You can see the rest of the story here:
Todd Clear

We have repeatedly heard that the reason for acting quickly on the jail proposal is that we are facing a cost of 1.2 million dollars to house people at Middle River. What would happen if we built a new jail this year, rather than next year? Roughly speaking, 1.2 million dollars would be spent to house the prisoners at the new jail rather than at Middle River. The difference would be that the 1.2 million would be payed to local contractors and employees. Thus, what we have is a disguised version of classic penal Keynesianism in which a community seeks to boost its local economy by drawing in state funds to imprison a portion of its self.
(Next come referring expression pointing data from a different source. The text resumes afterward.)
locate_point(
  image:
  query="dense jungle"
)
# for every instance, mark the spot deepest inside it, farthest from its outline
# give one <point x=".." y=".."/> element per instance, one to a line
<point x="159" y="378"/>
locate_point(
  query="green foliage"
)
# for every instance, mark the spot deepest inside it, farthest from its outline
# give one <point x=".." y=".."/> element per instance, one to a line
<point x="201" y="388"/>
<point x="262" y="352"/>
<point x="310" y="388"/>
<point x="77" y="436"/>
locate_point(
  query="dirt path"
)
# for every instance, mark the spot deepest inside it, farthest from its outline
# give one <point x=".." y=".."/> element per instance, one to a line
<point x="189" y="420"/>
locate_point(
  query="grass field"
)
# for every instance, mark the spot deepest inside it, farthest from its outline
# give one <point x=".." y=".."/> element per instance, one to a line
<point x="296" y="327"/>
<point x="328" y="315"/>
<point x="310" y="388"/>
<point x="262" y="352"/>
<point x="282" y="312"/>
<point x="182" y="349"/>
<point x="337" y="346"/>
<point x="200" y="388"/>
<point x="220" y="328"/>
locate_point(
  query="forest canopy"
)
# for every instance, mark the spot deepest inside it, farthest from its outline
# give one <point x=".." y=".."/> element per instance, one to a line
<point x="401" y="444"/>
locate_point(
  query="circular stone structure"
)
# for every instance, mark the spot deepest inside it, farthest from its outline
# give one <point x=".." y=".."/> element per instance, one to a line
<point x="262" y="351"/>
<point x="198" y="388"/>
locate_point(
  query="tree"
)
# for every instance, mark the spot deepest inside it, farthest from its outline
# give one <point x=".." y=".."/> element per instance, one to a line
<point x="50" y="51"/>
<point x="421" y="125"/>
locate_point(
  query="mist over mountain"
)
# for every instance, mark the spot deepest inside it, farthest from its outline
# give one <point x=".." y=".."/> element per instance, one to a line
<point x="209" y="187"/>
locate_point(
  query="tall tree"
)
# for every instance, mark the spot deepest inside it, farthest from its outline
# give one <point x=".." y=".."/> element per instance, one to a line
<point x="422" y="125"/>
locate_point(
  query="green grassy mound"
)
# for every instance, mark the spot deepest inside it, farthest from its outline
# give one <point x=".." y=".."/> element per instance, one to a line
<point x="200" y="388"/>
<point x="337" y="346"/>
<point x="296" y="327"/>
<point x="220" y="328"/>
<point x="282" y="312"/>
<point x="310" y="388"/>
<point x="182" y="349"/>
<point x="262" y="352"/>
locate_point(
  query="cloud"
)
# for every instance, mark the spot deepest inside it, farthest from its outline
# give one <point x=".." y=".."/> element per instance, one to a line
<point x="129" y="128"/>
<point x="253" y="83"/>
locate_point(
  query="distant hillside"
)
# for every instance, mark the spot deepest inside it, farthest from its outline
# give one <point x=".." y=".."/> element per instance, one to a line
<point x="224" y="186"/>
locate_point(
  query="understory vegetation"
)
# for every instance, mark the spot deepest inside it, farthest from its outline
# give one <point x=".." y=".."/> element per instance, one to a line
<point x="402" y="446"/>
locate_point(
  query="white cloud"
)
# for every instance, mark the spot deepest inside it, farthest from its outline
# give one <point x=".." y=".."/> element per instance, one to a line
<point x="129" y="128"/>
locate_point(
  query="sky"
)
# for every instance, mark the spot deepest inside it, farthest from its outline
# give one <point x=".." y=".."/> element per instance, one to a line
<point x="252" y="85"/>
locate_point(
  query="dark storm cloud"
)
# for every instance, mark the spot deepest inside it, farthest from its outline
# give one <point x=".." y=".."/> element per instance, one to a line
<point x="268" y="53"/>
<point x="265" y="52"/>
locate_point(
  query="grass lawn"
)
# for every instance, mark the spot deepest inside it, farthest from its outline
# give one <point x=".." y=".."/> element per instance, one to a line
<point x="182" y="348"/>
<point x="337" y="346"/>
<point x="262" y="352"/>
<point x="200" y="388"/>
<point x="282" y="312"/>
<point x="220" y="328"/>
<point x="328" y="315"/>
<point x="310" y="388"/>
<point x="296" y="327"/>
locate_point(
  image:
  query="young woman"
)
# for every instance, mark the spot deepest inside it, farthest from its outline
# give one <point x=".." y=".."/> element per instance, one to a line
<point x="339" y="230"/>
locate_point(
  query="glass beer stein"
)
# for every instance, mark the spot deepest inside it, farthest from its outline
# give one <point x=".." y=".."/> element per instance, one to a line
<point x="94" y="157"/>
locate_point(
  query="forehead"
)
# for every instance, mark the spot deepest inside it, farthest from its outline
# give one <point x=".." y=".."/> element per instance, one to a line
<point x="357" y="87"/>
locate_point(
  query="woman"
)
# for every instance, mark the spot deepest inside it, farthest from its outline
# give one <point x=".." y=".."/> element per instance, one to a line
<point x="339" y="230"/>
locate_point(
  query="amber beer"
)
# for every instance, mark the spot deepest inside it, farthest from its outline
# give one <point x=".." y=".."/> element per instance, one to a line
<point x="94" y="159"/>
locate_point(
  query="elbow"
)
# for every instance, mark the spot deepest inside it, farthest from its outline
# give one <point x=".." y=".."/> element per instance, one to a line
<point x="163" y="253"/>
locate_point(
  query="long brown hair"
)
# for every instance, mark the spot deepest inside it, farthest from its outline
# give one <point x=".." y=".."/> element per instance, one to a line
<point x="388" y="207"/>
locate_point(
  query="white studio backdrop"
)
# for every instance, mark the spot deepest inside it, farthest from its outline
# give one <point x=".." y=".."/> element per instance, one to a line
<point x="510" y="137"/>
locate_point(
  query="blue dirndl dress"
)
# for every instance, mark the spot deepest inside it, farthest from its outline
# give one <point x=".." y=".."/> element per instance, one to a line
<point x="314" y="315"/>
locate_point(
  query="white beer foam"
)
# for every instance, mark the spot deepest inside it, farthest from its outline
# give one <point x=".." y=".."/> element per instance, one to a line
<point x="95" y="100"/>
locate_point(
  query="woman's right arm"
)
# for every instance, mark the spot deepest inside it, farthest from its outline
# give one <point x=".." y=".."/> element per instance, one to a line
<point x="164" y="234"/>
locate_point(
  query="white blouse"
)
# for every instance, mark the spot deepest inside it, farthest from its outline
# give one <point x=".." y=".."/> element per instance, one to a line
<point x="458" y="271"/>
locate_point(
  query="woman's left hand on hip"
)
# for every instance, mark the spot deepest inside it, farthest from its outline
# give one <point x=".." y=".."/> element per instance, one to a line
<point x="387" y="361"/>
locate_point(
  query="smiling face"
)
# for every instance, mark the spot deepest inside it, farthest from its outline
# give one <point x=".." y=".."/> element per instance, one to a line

For a discussion of penal Keynesianism, see a paper by Wray on which I was research assistant. The numbers are old and the approach I proposed, in parallel with Kaboub, builds upon that of Wray:

Penal Keynesianism

Macroeconomic Background:

The federal government does not have to worry about the debt or the deficit. It only has to worry about whether the things to which it gives permissions are good for the country. Federal spending is a political decision that is limited only by the capabilities of the country. There is no financial budget constraint. The federal government cannot run out of permissions to give. Since the Great Financial Crisis, this inconvenient truth is becoming unavoidable. It spells doom to the ideology of austerity that has been hegemonic in recent decades.

The ideology of austerity is summed up in a protest from a planter at the start of Reconstruction to the effect that freed slaves would not work without the overseer, the hounds, and the whip. Proponents of austerity ranging from Bill Clinton and his fateful surplus that doomed us to the private debt crisis, to Bob Goodlatte with his wish for a balanced budget amendment, or the further fringes with their calls for a return to the gold standard, try to artificially bind the country in order to tip the balance away from voter power because, like the planters of old and the Northerners who acquiesced to their protests, they favor property over people.

The private sector in the US has ceased to be able to fully employ people. The intellectual cover legitimating the ideology of austerity that prevented us from acting to solve this problem has been undermined by events since the great financial crisis. Eventually, the people will realize that we can _take care of our own._ Eventually, we will adopt a federally funded job guarantee -- the Freedom Budget advocated by Martin Luther King, Jr.